Sandokai / Petit hoquet métaphysique

Et quand j’en appelais, maladroitement, il y a déjà toutes ces années, à la « catégorie du possible »*, parlais-je d’autre chose ?

Il y a deux catégories de penseurs : ceux qui cherchent une unité autant que possible absolue dans l’être, et ceux qui cherchent à articuler une possible unité avec l’indépassable, et très « in-your-face » de concrétude combo dislocation-conflit-multiplicité-mauvaise conscience-décalage entre l’être et le devoir être. Il en va ainsi en métaphysique, en religion et en morale. Il y a ceux qui veulent aplanir la réalité pour la rendre saisissable, et ceux qui croient que la réalité ne peut être comprise qu’à l’intérieur même de ses contradictions, même si cette réalité qu’on cherche à connaître est avec raison désignée au singulier.

Il y a les penseurs de la totalité fermée et ceux de la totalité ouverte. La totalité fermée a l’avantage de pouvoir être embrassée d’un seul regard, elle forme un paquet bien emballé, sans fuites, mais comporte malgré tout l’inconvénient de laisser s’échapper l’essentiel : on ne peut circonscrire et limiter l’infini que de manière artificielle, et celui-ci fuira toujours par tous les côtés. Car qui pourrait affirmer sans cligner des yeux que la pensée et la réalité sont des phénomènes finis ? En ont-ils vu la fin** ? Reste la totalité ouverte, qui doit composer avec les incohérences, imperfections, meurtrissures, flous artistiques, phénomènes inclassables, pommes tombées à côté du panier, et qui par conséquent garde toujours un aspect brouillon, raccommodé, sans éclat et peu convaincant.
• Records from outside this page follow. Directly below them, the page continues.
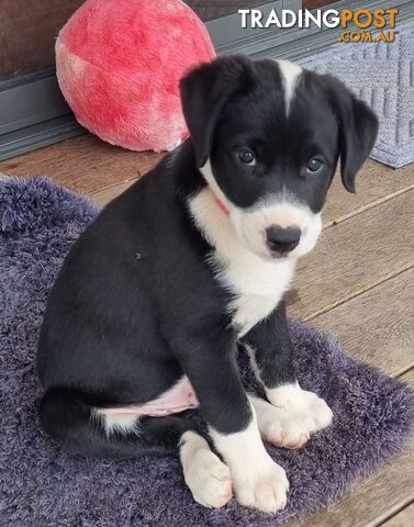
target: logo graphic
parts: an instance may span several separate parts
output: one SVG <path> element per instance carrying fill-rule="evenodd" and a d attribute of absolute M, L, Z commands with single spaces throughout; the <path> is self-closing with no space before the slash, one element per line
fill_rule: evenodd
<path fill-rule="evenodd" d="M 394 42 L 399 10 L 390 9 L 317 9 L 292 11 L 272 9 L 265 16 L 259 9 L 239 9 L 242 27 L 340 27 L 338 42 Z"/>

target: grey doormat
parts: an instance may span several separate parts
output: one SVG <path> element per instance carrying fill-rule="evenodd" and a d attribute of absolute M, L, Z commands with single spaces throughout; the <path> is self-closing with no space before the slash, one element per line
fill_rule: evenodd
<path fill-rule="evenodd" d="M 414 161 L 414 22 L 398 27 L 395 42 L 338 43 L 299 60 L 342 79 L 380 120 L 371 157 L 394 168 Z"/>

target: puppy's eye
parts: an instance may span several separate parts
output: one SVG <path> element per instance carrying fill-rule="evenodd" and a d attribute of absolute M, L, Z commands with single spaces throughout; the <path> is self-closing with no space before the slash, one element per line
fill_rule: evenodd
<path fill-rule="evenodd" d="M 321 170 L 323 166 L 324 166 L 324 161 L 322 161 L 321 159 L 317 159 L 317 157 L 314 157 L 309 161 L 307 170 L 310 172 L 317 172 L 318 170 Z"/>
<path fill-rule="evenodd" d="M 250 166 L 256 165 L 256 157 L 251 150 L 248 150 L 247 148 L 242 148 L 240 150 L 238 150 L 237 155 L 238 155 L 238 159 L 244 165 L 250 165 Z"/>

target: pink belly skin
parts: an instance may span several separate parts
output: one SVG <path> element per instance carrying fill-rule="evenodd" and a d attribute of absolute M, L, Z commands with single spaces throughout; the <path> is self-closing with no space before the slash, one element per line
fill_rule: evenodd
<path fill-rule="evenodd" d="M 197 408 L 199 405 L 200 403 L 197 399 L 194 389 L 188 378 L 183 377 L 177 384 L 154 401 L 118 408 L 100 408 L 99 413 L 107 416 L 130 415 L 131 417 L 163 417 L 165 415 L 178 414 L 184 410 Z"/>

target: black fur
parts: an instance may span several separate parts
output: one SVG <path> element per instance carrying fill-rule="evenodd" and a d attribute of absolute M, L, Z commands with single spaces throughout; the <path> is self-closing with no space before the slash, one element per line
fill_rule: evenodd
<path fill-rule="evenodd" d="M 210 157 L 225 195 L 247 208 L 283 186 L 321 210 L 338 157 L 344 184 L 368 156 L 377 121 L 343 85 L 304 71 L 287 119 L 275 63 L 221 58 L 181 82 L 193 139 L 110 203 L 72 246 L 51 292 L 37 366 L 45 395 L 43 428 L 85 456 L 127 458 L 174 451 L 192 425 L 184 416 L 144 418 L 139 434 L 107 437 L 92 408 L 141 404 L 183 373 L 205 421 L 243 429 L 250 410 L 238 375 L 228 291 L 206 262 L 211 247 L 188 199 L 206 183 Z M 235 152 L 248 145 L 256 167 Z M 314 178 L 306 162 L 321 156 Z M 269 386 L 294 380 L 284 306 L 245 337 Z"/>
La véritable unité, c’est quand il y a des morceaux du casse-tête qui restent inutilisés. Pour comprendre l’être, il faut laisser place au possible. Le reste n’est que pensée totalitaire.
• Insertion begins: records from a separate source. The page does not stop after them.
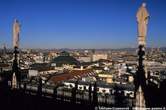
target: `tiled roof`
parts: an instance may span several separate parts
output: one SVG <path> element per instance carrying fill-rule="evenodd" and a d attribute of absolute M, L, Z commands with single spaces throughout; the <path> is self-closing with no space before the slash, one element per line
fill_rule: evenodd
<path fill-rule="evenodd" d="M 93 76 L 95 73 L 92 70 L 71 70 L 65 73 L 52 76 L 49 81 L 53 83 L 58 83 L 61 81 L 66 81 L 69 79 L 78 79 L 85 76 Z"/>

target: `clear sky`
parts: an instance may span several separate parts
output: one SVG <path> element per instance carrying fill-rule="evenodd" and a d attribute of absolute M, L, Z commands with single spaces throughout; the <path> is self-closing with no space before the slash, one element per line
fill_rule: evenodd
<path fill-rule="evenodd" d="M 0 0 L 0 45 L 12 47 L 17 18 L 22 48 L 136 47 L 142 2 L 151 17 L 147 45 L 166 46 L 166 0 Z"/>

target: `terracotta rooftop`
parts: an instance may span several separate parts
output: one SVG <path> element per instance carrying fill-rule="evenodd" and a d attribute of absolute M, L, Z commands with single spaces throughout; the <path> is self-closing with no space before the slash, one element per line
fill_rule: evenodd
<path fill-rule="evenodd" d="M 49 81 L 53 83 L 58 83 L 61 81 L 66 81 L 69 79 L 78 79 L 85 76 L 93 76 L 95 73 L 92 70 L 71 70 L 66 71 L 62 74 L 57 74 L 55 76 L 52 76 Z"/>

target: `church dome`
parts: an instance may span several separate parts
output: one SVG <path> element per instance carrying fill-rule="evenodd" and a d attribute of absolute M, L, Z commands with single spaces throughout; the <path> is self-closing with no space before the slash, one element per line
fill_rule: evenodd
<path fill-rule="evenodd" d="M 69 65 L 80 65 L 80 62 L 76 60 L 74 57 L 70 56 L 70 54 L 66 51 L 60 53 L 60 56 L 54 58 L 52 63 L 55 63 L 56 66 L 62 66 L 63 64 Z"/>

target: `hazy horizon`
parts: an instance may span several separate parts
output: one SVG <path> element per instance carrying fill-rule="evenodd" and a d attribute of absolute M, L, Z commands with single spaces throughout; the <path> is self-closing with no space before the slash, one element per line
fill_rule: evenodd
<path fill-rule="evenodd" d="M 17 18 L 20 48 L 136 48 L 143 2 L 150 13 L 147 46 L 165 47 L 165 0 L 1 0 L 0 45 L 12 48 Z"/>

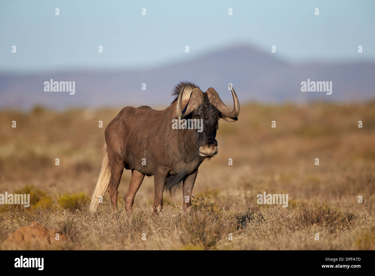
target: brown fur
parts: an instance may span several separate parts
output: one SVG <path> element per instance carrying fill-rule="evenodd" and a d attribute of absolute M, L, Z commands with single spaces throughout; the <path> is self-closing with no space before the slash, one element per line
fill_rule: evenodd
<path fill-rule="evenodd" d="M 206 114 L 206 109 L 208 108 L 206 107 L 209 106 L 212 111 L 207 114 L 213 114 L 212 116 L 214 117 L 210 121 L 216 121 L 217 124 L 220 112 L 210 104 L 207 94 L 196 87 L 195 86 L 188 87 L 186 91 L 194 89 L 198 94 L 206 95 L 201 100 L 204 98 L 206 102 L 202 103 L 198 109 L 201 113 Z M 185 109 L 186 114 L 194 111 L 198 114 L 197 110 L 189 110 L 188 101 L 188 99 L 184 101 L 188 103 Z M 158 213 L 162 208 L 163 192 L 168 181 L 171 183 L 168 186 L 171 187 L 183 182 L 183 209 L 185 210 L 191 206 L 191 193 L 198 167 L 206 158 L 199 154 L 199 149 L 203 148 L 202 146 L 217 148 L 217 143 L 214 140 L 217 128 L 211 131 L 213 133 L 211 134 L 211 138 L 203 139 L 200 138 L 196 130 L 173 129 L 172 119 L 176 117 L 177 104 L 174 101 L 162 110 L 154 110 L 146 106 L 138 108 L 128 106 L 108 124 L 105 137 L 110 181 L 106 183 L 98 181 L 93 201 L 97 200 L 100 195 L 98 193 L 102 191 L 103 187 L 108 187 L 112 205 L 115 210 L 117 209 L 117 188 L 124 168 L 132 171 L 130 184 L 124 198 L 128 213 L 132 211 L 134 196 L 145 175 L 154 175 L 155 213 Z M 184 103 L 183 106 L 186 104 Z M 207 127 L 214 128 L 215 125 Z M 143 158 L 146 160 L 146 165 L 142 164 Z M 99 178 L 103 178 L 102 174 L 101 172 Z M 92 201 L 90 210 L 94 211 L 97 205 Z"/>

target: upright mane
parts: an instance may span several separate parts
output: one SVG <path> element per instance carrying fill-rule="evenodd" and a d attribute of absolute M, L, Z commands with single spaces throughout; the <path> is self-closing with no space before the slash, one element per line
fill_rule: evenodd
<path fill-rule="evenodd" d="M 172 90 L 172 95 L 174 96 L 174 99 L 171 104 L 172 104 L 177 100 L 177 98 L 178 97 L 180 92 L 181 92 L 183 87 L 185 87 L 184 89 L 184 94 L 182 95 L 182 100 L 187 100 L 190 98 L 190 94 L 194 88 L 199 88 L 199 86 L 195 85 L 195 84 L 190 81 L 180 81 L 178 84 L 177 84 L 173 88 Z"/>

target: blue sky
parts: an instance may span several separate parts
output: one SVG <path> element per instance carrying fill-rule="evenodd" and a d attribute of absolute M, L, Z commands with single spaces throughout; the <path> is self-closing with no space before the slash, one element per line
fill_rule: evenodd
<path fill-rule="evenodd" d="M 374 1 L 1 1 L 0 71 L 147 68 L 244 42 L 270 53 L 275 45 L 291 62 L 374 61 Z"/>

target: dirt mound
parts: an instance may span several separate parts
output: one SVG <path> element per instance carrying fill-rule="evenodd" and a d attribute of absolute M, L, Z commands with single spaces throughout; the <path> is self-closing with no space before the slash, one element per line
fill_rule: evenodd
<path fill-rule="evenodd" d="M 58 237 L 58 240 L 57 240 Z M 66 240 L 66 237 L 63 234 L 34 222 L 18 228 L 11 234 L 4 241 L 3 247 L 4 249 L 19 249 L 25 246 L 45 247 Z"/>

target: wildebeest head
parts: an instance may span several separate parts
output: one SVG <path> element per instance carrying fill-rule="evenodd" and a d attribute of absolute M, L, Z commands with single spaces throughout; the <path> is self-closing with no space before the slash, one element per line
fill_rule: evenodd
<path fill-rule="evenodd" d="M 197 132 L 199 154 L 202 156 L 212 157 L 218 153 L 218 142 L 215 138 L 219 128 L 219 119 L 222 118 L 228 122 L 237 120 L 240 113 L 240 103 L 232 86 L 230 87 L 234 106 L 232 111 L 224 104 L 212 87 L 204 93 L 194 84 L 182 82 L 175 89 L 175 94 L 178 93 L 175 100 L 177 101 L 176 118 L 192 119 L 195 123 L 196 120 L 202 119 L 200 121 L 203 123 L 202 131 Z M 187 91 L 185 91 L 186 88 Z"/>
*Petite mise en contexte : Aux alentours de 2003, je commençais ma maîtrise en philosophie et j’étais probablement, de tous les mammifères, le moins hégélien vivant à ce moment. Je croyais qu’avec sa philosophie de la totalité, et surtout en s’en prenant à ce qu’il appelait la « mauvaise conscience », le philosophe allemand assassinait tout ce qui rendait la vie supportable : possibilités de l’imagination, de la révolution, de la conversion, de l’aspiration à une vie et à un monde meilleurs. J’étais idéaliste moi aussi, mais d’une toute autre manière. Pour la post-adolescente que j’étais, l’« être » était certainement le pire des mondes possibles, et dans le « possible » reposait tout mon espoir.

**Ce qui n’est pas sans me rappeler un camarade étudiant de l’époque, qui à vingt ans à peine, m’affirmait avec tout le sérieux du monde que sa collection de CD était complète, et qu’il avait entendu toute la musique qu’il valait la peine d’entendre en ce bas monde. Bien sûr, la finitude rencontrée ici n’était autre que celle de son propre esprit, et j’ose croire qu’il s’agit d’un mal tout à fait curable.